For its biennial survey of career satisfaction, covered by InsideCounsel, May 2008 at 61, InsideCounsel obtained responses from 1,200 in-house counsel. One question asked them to choose from a list of 11 the MOST rewarding part of working in-house. A second question asked them to choose from another list of 11 the LEAST rewarding aspect of their jobs. This post comments only on the methodology of the survey questions. Later posts will turn to the results.
It is an excellent sample size (See my posts of April 22, 2007: power tests and sample size; Dec. 9, 2005: margin of error and sample size; and Oct. 31, 2007: benchmark data and a formula.). For that reason, if data were collected it would be possible to compare responses to years out of law school or years in present position. A more sophisticated analysis might account for multiple responses from the same law department (See my post of Sept. 5, 2007: probability-weighted samples.).
Multiple choice questions often need an “other” category, which this survey did not offer, or possibly did not report on (See my posts of April 12, 2006 and July 14, 2005: importance of “Other” as a list choice.).
It would have been even better to have asked respondents to rank their top 3 or 4 morale boosters and busters, especially if as here one or two choices dominate the selections The top two accounted for 48 percent and 53 percent of the selections on their respective lists. Rankings allow much more analysis, yet don’t require much more effort on the part of respondents (See my posts of Oct. 17, 2005: ratings compared to rankings; June 10, 2007: a better way for surveys to rank; March 10, 2005: setting priorities; April 8, 2007: ranking compensation by practice area; and April 4, 2008: rankings and percentages.).

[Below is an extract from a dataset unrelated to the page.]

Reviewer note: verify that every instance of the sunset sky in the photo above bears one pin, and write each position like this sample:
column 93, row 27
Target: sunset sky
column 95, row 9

Finally, analysis of the results would be cleaner if the lists had used the same wording for similar aspects. For example, “perks” as a morale booster corresponds pretty closely to “benefits package” as a morale buster. Even so, I think of benefits as primarily monetary, whereas perks might include non-monetary benefits such as parking spots or size of office. Likewise, the booster choice “management opportunities” (8th on the list at 3.1%) compares roughly to the buster choice “managing people” (6th on the list at 5.2%).